At its core GeoTIFF stores raster data as a TIFF image with custom tags defined in the TIFF directory; crucial tags include those that represent model transformation parameters, tie points, pixel scale, and projection codes mapped to registries like EPSG registry. The structure supports multiple samples per pixel, bit depths used in remote sensing (8-bit, 16-bit, 32-bit floating), and tiled or stripped storage strategies popularized by tools such as GDAL, libtiff, and ERDAS IMAGINE. GeoTIFF files may embed auxiliary blocks like overviews and color maps, aligning with practices from JPEG2000 and BigTIFF for large datasets originating from missions like Sentinel-1.
GeoTIFF encodes spatial reference through keys that map to geodetic datums and projections such as WGS 84, NAD83, ETRS89, and projection systems including Universal Transverse Mercator, Lambert Conformal Conic, Albers Equal-Area Conic. Implementations reference authoritative parameters from the EPSG registry or use user-defined transformation matrices similar to those in PROJ (library). Georeferencing options include model tie points, pixel scale, and affine transform matrices compatible with workflows in QGIS, ArcGIS Pro, GRASS GIS, and processing pipelines at NASA Ames Research Center.
Variants include cloud-optimized approaches and extensions such as Cloud Optimized GeoTIFF used by providers like Amazon Web Services Public Datasets and Google Cloud Platform to serve large mosaics for projects like LandsatGlobalLandSurvey and DigitalGlobe imagery. BigTIFF accommodates file sizes beyond 4 GB for high-resolution products from systems like ICESat and TerraSAR-X. Other extensions integrate with metadata frameworks like ISO 19115 and OGC Catalog Service for the Web harvesting used by institutions such as National Geospatial-Intelligence Agency and European Environment Agency.
An ecosystem of open-source and commercial tools supports reading, writing, and processing GeoTIFF: GDAL and libtiff libraries enable command-line utilities and bindings for Python (programming language), R (programming language), and C++ applications; desktop GIS like QGIS and ArcGIS provide visualization and analysis; cloud services such as Amazon S3 and Google Cloud Storage serve tiled GeoTIFFs; image servers like GeoServer and MapServer publish rasters as Web Map Service and Web Coverage Service layers. Processing stacks at research centers such as USGS EROS, NASA JPL, and companies like Esri rely on GeoTIFF compatibility.
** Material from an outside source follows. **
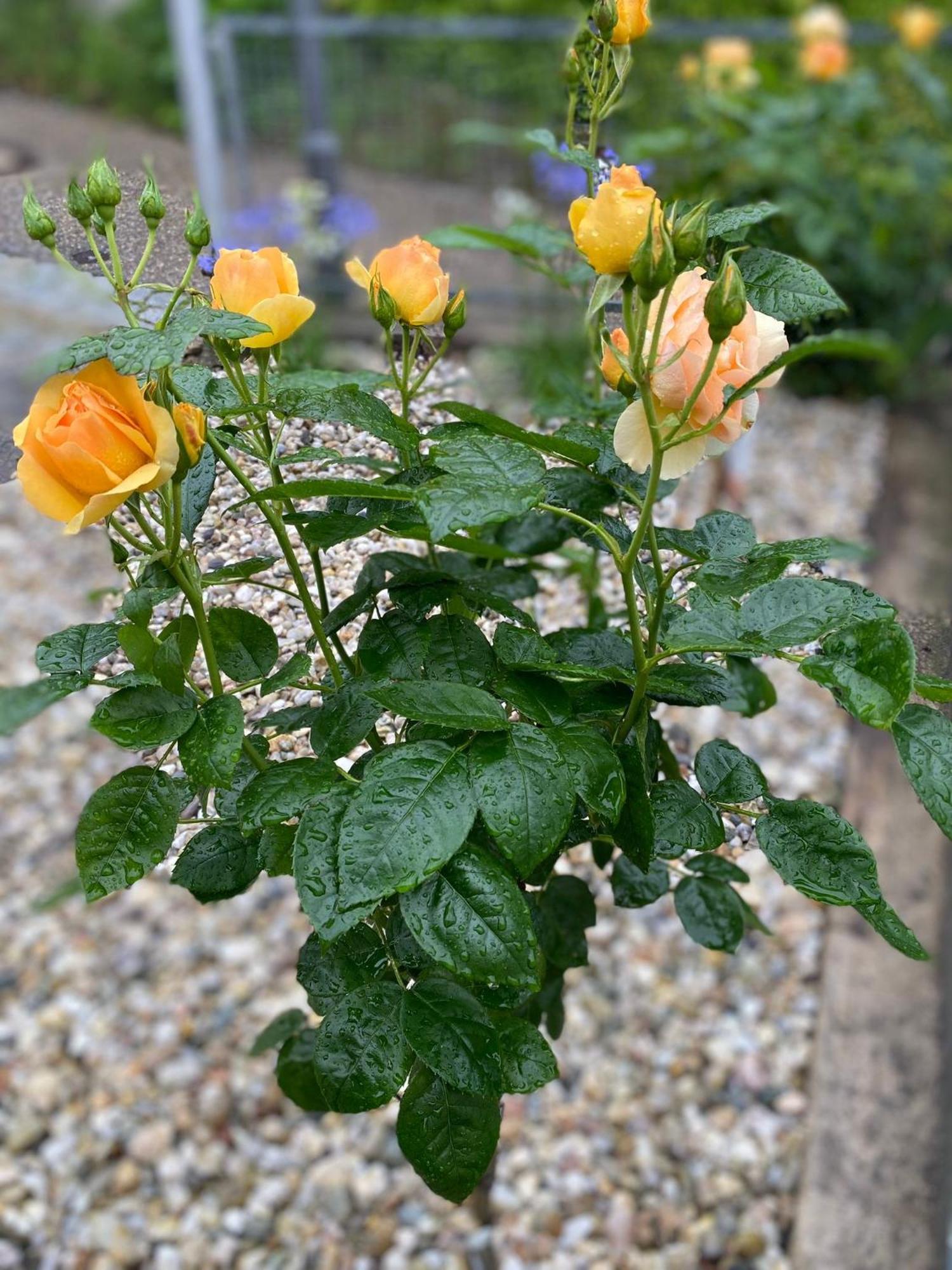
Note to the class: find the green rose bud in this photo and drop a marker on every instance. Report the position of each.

GeoTIFF is widely used in remote sensing, cartography, environmental monitoring, urban planning, precision agriculture, disaster response, and infrastructure management, supporting projects by United Nations, World Bank, International Red Cross, and national agencies like Environment Agency (England). Datasets from Landsat, Sentinel, MODIS, ASTER, and commercial firms inform analyses in platforms such as Google Earth Engine, Esri ArcGIS Online, and research at institutions like Scripps Institution of Oceanography and Lamont–Doherty Earth Observatory. Its portability and metadata richness make it a backbone format for interoperability among data catalogs, processing pipelines, and mapping products used by organizations such as NASA, NOAA, European Space Agency, and USGS.